Hybrid Processing Enables New Use Cases – Business Impact Brief
The 451 Take
Organizations are increasingly turning to hybrid operational and analytical processing (HOAP) systems, which are capable of handling both types of workloads. In fact, our Total Data Market Monitor research suggests that these hybrid systems will rival transactional systems in terms of revenue for newly deployed applications. Adopters of hybrid systems will increasingly recognize the significant value they bring compared with single-purpose transactional and analytical systems.
Blending operational and analytical processing is not a new concept, although historically these have mainly been discrete processes. While there are good reasons for the processes to be separated, there are equally good reasons why they should be combined. Beyond eliminating the overhead of maintaining separate transactional and analytical systems, deploying hybrid databases enables organizations to run analytics on incoming operational data, taking advantage of the real-time ‘transaction window,’ which can be incredibly lucrative.
Many organizations are finding business success running hybrid workloads. Financial services firms, for example, are able to process transactions while simultaneously conducting analysis on these transactions to respond to end-user queries in milliseconds. Similarly, retail firms are able to embed analytics into business processes and events, and provide personalized offers to users in real time. Various IoT use cases can also benefit from processing sensor data and combining it with historical data for analysis in order to identify anomalies. This analysis enables organizations to move beyond preventive maintenance toward predictive maintenance, thereby improving equipment effectiveness.
Transactional systems (OLTP) and many analytical systems (OLAP) available today are based on the relational data model that was first introduced in the early 1970s. For the most part, this market has seen steady growth driven by maintenance revenue. However, zeroing in on incremental growth – i.e., growth from new applications, as opposed to recurring maintenance – it’s clear that hybrid systems will have a significant impact on database adoption choices in the immediate future.

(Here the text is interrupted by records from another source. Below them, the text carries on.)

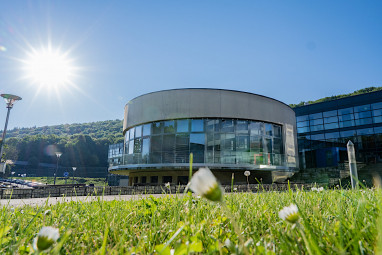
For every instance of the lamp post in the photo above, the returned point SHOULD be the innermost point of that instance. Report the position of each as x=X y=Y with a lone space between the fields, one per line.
x=10 y=100
x=74 y=169
x=58 y=154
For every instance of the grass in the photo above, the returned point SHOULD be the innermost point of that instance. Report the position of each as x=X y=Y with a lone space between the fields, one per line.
x=61 y=180
x=331 y=222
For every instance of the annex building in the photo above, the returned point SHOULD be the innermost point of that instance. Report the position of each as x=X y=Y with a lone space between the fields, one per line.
x=325 y=128
x=227 y=131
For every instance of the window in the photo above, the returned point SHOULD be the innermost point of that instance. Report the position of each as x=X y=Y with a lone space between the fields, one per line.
x=330 y=113
x=146 y=129
x=169 y=126
x=138 y=131
x=345 y=111
x=182 y=126
x=362 y=108
x=157 y=127
x=197 y=126
x=302 y=118
x=154 y=179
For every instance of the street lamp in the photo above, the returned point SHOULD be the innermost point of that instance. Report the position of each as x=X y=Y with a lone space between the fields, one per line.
x=58 y=154
x=10 y=100
x=74 y=169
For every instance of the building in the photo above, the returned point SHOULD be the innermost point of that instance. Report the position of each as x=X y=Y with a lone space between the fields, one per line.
x=325 y=128
x=227 y=131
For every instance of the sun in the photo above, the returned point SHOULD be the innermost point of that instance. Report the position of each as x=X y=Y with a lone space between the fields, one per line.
x=49 y=68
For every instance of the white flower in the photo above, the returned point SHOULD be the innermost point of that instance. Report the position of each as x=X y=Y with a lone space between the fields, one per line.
x=204 y=183
x=45 y=238
x=289 y=213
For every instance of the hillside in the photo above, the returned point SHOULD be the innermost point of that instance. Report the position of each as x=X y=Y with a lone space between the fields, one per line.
x=111 y=129
x=357 y=92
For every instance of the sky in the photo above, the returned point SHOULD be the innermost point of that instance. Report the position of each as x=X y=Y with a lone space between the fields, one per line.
x=292 y=51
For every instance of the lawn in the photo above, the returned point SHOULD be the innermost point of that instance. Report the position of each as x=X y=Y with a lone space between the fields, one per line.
x=62 y=180
x=330 y=222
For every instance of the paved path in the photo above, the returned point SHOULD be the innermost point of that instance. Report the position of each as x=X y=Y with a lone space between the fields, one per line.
x=55 y=200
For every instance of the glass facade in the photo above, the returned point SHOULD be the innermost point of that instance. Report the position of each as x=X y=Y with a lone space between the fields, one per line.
x=322 y=136
x=214 y=141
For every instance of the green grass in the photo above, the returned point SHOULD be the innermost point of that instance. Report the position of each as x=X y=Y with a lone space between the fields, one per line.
x=61 y=180
x=331 y=222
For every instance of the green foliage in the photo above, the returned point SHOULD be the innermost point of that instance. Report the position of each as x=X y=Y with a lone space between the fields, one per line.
x=325 y=99
x=81 y=144
x=331 y=222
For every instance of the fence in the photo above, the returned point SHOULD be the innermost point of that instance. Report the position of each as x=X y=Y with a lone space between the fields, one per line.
x=52 y=191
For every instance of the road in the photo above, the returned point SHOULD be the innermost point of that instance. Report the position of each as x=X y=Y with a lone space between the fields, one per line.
x=55 y=200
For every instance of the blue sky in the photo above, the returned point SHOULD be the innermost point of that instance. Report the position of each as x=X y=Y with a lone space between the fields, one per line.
x=289 y=50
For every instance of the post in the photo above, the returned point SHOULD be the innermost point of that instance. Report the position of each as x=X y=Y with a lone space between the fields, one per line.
x=352 y=165
x=4 y=132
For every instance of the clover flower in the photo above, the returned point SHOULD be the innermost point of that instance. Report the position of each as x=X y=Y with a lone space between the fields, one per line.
x=45 y=238
x=289 y=213
x=204 y=183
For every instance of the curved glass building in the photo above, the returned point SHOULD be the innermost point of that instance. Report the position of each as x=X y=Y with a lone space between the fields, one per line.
x=228 y=131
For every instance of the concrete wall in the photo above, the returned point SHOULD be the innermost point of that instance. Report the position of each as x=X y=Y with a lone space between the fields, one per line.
x=214 y=103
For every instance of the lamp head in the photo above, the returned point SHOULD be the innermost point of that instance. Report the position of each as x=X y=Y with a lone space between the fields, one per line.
x=10 y=99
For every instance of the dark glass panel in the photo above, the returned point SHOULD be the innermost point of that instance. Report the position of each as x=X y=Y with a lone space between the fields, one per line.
x=316 y=122
x=363 y=121
x=241 y=126
x=227 y=125
x=197 y=145
x=167 y=179
x=376 y=105
x=330 y=113
x=138 y=145
x=345 y=111
x=145 y=149
x=318 y=137
x=365 y=131
x=138 y=131
x=169 y=126
x=348 y=133
x=330 y=120
x=210 y=124
x=168 y=149
x=349 y=123
x=277 y=146
x=377 y=119
x=362 y=108
x=332 y=135
x=377 y=112
x=182 y=126
x=302 y=118
x=331 y=125
x=268 y=129
x=131 y=147
x=154 y=179
x=303 y=124
x=182 y=150
x=256 y=143
x=242 y=143
x=346 y=117
x=303 y=130
x=146 y=130
x=277 y=131
x=316 y=128
x=256 y=128
x=131 y=133
x=197 y=125
x=157 y=127
x=315 y=116
x=361 y=115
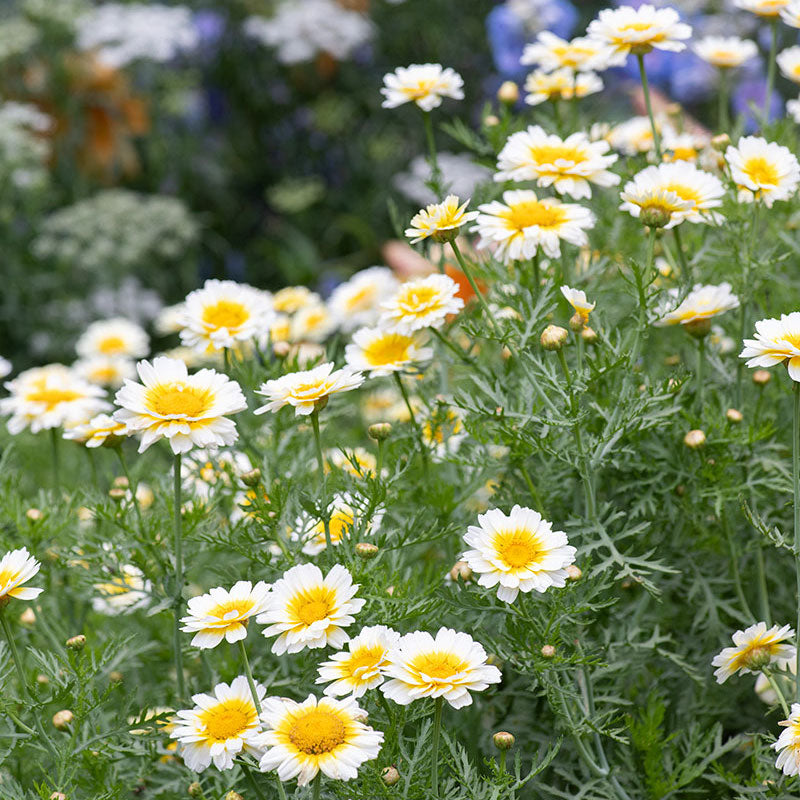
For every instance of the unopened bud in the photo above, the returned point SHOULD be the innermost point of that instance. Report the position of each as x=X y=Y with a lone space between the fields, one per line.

Our Market Monitor data shows that hybrid workloads accounted for 10.1% of total incremental database revenue in 2016, compared with 59.6% for OLTP workloads, and 30.3% for OLAP workloads. By 2021, however, we estimate that hybrid workloads will account for 30.6% of incremental database revenue, compared with 39.3% for OLTP and 30.1% for OLAP. Growth in hybrid workloads will be driven by the value that organizations realize in performing intelligent analytics on transactions, which enables them to react in real-time.
COMBINING TWO SYSTEMS INTO ONE. Hybrid operational and analytical processing means having a single system, which leads to reduced time by eliminating ETL processing, decreased complexity associated with enabling real-time event-driven use cases, and not having to move data from one system to the other.

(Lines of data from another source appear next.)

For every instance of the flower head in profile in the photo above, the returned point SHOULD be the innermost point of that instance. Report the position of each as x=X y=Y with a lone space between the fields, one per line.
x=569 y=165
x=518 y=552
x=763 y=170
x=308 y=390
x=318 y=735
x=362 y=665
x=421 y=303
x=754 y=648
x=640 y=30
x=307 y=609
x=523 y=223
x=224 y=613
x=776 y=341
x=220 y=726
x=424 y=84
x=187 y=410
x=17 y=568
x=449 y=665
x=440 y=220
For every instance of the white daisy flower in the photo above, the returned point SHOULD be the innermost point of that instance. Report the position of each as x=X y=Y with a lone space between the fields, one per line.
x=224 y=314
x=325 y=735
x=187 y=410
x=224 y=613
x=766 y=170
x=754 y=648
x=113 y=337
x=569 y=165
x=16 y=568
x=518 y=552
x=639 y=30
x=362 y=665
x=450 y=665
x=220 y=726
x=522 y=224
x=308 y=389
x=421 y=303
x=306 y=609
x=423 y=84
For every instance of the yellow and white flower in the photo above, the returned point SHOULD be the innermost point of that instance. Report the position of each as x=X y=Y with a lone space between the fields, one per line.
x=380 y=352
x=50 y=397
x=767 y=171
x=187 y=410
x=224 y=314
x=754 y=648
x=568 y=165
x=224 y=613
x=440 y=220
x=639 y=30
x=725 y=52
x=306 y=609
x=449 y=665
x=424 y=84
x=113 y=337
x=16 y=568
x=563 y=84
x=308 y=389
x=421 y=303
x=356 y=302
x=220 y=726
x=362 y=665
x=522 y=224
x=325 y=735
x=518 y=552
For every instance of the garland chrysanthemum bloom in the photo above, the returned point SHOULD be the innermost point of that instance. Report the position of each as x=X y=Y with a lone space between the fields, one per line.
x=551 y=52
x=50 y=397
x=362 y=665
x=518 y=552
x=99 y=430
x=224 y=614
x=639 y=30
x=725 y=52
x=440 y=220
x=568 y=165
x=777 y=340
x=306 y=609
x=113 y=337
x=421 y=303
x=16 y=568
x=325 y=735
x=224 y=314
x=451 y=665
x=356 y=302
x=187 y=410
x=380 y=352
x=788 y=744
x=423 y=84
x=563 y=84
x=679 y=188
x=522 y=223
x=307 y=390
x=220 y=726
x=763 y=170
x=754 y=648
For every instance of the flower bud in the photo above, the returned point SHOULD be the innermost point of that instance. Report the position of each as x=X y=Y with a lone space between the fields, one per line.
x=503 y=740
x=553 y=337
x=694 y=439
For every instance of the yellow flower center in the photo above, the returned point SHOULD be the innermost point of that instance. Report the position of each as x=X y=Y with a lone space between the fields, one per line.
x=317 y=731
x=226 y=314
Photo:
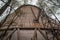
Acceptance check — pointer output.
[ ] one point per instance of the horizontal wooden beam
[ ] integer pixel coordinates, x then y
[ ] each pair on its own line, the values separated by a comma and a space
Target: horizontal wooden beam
28, 28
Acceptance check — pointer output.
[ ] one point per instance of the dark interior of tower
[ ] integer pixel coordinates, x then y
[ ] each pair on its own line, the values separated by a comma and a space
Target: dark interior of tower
29, 19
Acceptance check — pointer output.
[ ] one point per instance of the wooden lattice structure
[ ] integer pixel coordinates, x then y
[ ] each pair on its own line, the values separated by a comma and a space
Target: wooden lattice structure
29, 17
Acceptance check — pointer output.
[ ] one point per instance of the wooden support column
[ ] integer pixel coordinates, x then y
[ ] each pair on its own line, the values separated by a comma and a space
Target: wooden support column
18, 34
5, 38
42, 34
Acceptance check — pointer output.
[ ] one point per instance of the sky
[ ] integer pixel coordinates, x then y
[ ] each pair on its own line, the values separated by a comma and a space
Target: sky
32, 2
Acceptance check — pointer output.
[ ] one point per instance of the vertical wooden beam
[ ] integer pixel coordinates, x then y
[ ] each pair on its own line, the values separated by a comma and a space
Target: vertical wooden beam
18, 34
5, 38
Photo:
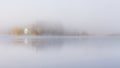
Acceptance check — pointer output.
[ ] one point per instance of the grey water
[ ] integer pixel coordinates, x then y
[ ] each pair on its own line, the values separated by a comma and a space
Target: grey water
59, 52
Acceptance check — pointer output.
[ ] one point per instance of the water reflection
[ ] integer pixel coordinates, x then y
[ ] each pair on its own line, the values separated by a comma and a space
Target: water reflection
40, 44
66, 53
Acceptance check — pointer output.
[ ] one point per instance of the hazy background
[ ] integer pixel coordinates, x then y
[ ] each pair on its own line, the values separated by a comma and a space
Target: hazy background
93, 16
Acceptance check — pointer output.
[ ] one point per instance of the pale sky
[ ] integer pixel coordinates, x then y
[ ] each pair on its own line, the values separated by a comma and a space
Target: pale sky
94, 16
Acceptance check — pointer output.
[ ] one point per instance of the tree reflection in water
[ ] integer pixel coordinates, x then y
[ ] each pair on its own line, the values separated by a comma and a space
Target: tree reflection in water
40, 44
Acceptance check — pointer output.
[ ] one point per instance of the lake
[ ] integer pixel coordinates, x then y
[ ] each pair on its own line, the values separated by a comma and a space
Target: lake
59, 52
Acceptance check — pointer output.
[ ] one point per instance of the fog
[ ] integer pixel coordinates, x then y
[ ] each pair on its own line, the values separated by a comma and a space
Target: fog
93, 16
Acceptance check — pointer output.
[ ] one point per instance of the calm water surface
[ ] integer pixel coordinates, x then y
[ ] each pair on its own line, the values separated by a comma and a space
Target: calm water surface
59, 52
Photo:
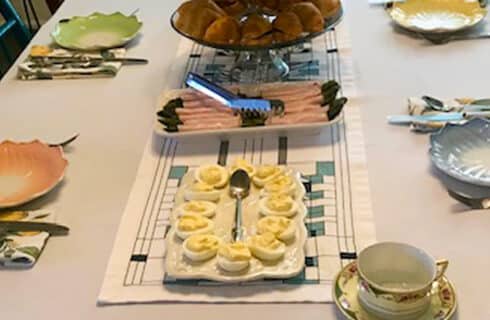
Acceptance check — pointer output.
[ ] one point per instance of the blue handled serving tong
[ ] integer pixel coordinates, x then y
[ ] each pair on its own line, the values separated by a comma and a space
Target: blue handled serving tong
226, 97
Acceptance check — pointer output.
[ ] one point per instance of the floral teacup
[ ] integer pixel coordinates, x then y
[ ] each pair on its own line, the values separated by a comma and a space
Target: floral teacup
395, 280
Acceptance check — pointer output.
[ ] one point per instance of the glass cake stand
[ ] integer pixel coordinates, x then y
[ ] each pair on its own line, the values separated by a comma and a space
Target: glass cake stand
260, 63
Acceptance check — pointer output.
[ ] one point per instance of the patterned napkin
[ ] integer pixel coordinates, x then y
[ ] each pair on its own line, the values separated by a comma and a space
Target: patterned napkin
22, 249
417, 106
55, 63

ENABLING NEW USE CASES. The primary use case for hybrid systems is real-time analytics on operational data that can be used to identify events from business applications before the data is transformed and loaded into a data warehouse/data mart. However, with advancements in database technologies and hardware, hybrid systems now offer more sophisticated analytical methods, particularly machine learning to support systems of engagement with systems of intelligence such as rules engines, decisioning systems, recommendation engines, natural language processing and image recognition.
CONCENTRATING ON HIGH-VALUE EVENTS. While hybrid systems can handle transactional or analytical workloads separately, organizations are likely to reap the greatest benefits when they match the right use case with true hybrid processing.
REDUCING COSTS. With fewer physical systems to maintain, hybrid systems may also require fewer in-house resources to maintain. In environments where transactional and analytical systems are separate, individuals often specialize in one or the other. With hybrid systems, individuals with skills in both transactional and analytical processing can be leveraged.
The future looks bright for organizations implementing hybrid systems. One significant reason is the ability to take action in real-time with regard to events and transactions. Another is cost reduction, with fewer systems to maintain. There have also been advancements in database technologies, particularly in distributed environments, and machine learning has played a key role for many organizations. This combination of new databases and advanced analytics represents a sort of perfect storm for enterprises to leverage hybrid systems across a variety of business processes.
While we anticipate broad applicability of hybrid processing based on our Total Data Market Monitor research, we believe that a handful of verticals will particularly benefit, including financial services, retail, healthcare, manufacturing, transportation/logistics and IoT.
Our research suggests that in order to take full advantage of hybrid processing, organizations will rely on a core set of capabilities. The first is the ability to process significant quantities of data and events in real time or near-real time. Organizations must also be capable of scaling to handle growth spikes as well as concurrency demands. And then there is the ability to accept a wide variety of data from multiple sources, including both existing systems and systems outside the organization.
Based on 451 Research Market Monitor data, we expect hybrid operational and analytical processing systems to see significant growth, particularly as organizations find ways to leverage hybrid processing for new business opportunities and to increase operational efficiencies.